Last year’s “Portrait of a Lady on Fire” and “Elisa & Marcela” are two examples of period dramas that feature two women in love. In past years, there has been a growing number of period films that depict lesbian relationships, some more explicitly than others. Of course, we’ve seen this in films for many years, notably in “The Color Purple” (1985) (though Celie and Shug’s relationship is toned down from the novel the film is based on). Period television shows have also portrayed lesbian relationships; from the BBC’s 2002 miniseries, “Tipping the Velvet,” to the recent hit “Gentleman Jack”. But the popularity of films like “Carol” (2015) and “Portrait of a Lady on Fire” have made it abundantly clear that there seem to be more period films that center around a lesbian relationship that make it into the mainstream conversation than any other genre.
Certainly, a part of the reason for this is that films have allowed us to rewrite the narrative around queer women throughout history. Many of these films are based on actual historical figures, some of whom have had their sexuality left out of the conversation. Period dramas are a genre of film that has often catered to and been consumed by a female audience. It makes sense that a female audience would want to see more inclusive stories.
The understanding of sexuality was different throughout history than it is today, and many of the women depicted in these films wouldn’t have known the words “lesbian” or “bisexual” to describe themselves. Lesbians weren’t often persecuted under the law in the same way that gay men were because it was easier to hide their relationship under the guise of close female friendship. Because of that, these films are often less focused on discrimination than films about gay men in history. It’s more the social constructs of the time that keep the lovers from a happy ending than explicit homophobia. (Although there are still exceptions, for example, “Tell It to the Bees”.)
Sometimes these films have a solid basis in known fact, whereas others are more inventive. Historians have read into Queen Anne’s relationship with Sarah Churchill, which is portrayed in “The Favourite” (2018), and there were rumors, even in her own time, that Lizzie Borden was a lesbian as seen in “Lizzie” (2018). This year’s “Shirley” depicts a brief dalliance between author Shirley Jackson and another young woman, but there’s little knowledge of Jackson having been lesbian or bisexual. These films expand upon rumors and historical questioning to imagine something that certainly could be historically accurate but never made its way into the literature.
Other films are based on more solid factual evidence and records from the time: “The Secret Diaries of Miss Anne Lister” (2010) is based on the real Anne Lister’s diaries which detail her lesbian relationships; and provided the basis for the television show, “Gentleman Jack”; Virginia Woolf and Vita Sackville-West’s relationship is well-documented through their letters to each other and lines from these letters are included in “Vita & Virginia” (2018); Similarly, French author Sidonie-Gabrielle Colette’s relationships with both Georgie Raoul-Duval and Mathilde de Morny (or “Missy”) are depicted in “Colette” (2018). These films change the narrative around the historical figures they depict and remove decades of straightwashing.

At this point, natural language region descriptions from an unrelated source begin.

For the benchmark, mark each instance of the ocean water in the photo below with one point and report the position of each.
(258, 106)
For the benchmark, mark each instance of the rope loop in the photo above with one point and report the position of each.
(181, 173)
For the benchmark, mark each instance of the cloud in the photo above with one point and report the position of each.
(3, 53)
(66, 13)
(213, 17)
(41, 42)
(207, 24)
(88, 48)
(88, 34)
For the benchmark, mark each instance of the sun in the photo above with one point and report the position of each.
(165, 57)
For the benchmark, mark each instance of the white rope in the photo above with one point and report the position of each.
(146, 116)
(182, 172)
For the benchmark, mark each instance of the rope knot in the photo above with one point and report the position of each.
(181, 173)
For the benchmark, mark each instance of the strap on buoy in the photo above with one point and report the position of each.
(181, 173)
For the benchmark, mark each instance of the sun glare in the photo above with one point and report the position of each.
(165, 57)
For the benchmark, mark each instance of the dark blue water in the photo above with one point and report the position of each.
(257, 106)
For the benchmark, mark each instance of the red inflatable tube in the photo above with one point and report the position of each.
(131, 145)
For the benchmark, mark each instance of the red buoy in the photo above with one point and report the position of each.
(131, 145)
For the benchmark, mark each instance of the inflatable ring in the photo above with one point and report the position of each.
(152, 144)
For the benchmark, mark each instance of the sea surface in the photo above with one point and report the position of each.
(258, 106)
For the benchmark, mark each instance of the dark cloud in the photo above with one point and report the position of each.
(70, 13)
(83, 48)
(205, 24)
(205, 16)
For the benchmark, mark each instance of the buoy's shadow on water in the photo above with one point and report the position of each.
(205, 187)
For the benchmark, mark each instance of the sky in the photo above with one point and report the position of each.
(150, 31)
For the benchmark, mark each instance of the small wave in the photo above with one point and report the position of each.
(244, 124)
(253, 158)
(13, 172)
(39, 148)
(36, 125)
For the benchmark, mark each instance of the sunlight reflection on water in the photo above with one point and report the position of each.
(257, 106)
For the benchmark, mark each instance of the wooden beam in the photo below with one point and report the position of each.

While the inclusion in these films is commendable, it’s necessary to note that most of these lesbian period dramas center around white women. (The historical drama is an overwhelmingly white genre, which is an issue itself.) Nia Tucker wrote an article for Film Daze that addresses how audiences need to see greater diversity in this type of film before it can be truly inclusive. However, there are a handful of commendable period dramas that depict lesbian relationships between BIPOC women including “Bessie” (2015), “The Handmaiden” (2016), and “The World Unseen” (2007).
So why has there been this rise in period dramas portraying lesbian relationships as opposed to films set in the modern era? There certainly are contemporary films with lesbian and bisexual characters, like “Disobedience” (2017) and “Booksmart” (2019), but there aren’t as many that fall into any one category. I can’t pretend to have the full answer to this. Are historical lesbian romances considered more palatable to the audience? Does it feel better to watch a film in which the romantic leads contend with a society that’s structured to consider marriage only between a man and a woman rather than the prejudices of family and friends? What does it mean if we only ever see forbidden lesbian romances onscreen?
Later in 2020 (or perhaps 2021, thanks to the pandemic), we have several period films with lesbian relationships to look forward to: The highest-profile project is certainly “Ammonite” starring Kate Winslet and Saoirse Ronan, but there’s also “Summerland” which premieres at the end of July. Its trailer hints at an interracial lesbian relationship between Gemma Arterton and Gugu Mbatha-Raw’s characters against the backdrop of World War II. Hopefully, the trend of period dramas depicting a range of relationships will continue. But while we can celebrate a genre that caters largely to women, becoming more diverse in one way, it’s also important to recognize the other ways in which the film industry can still improve in its representation.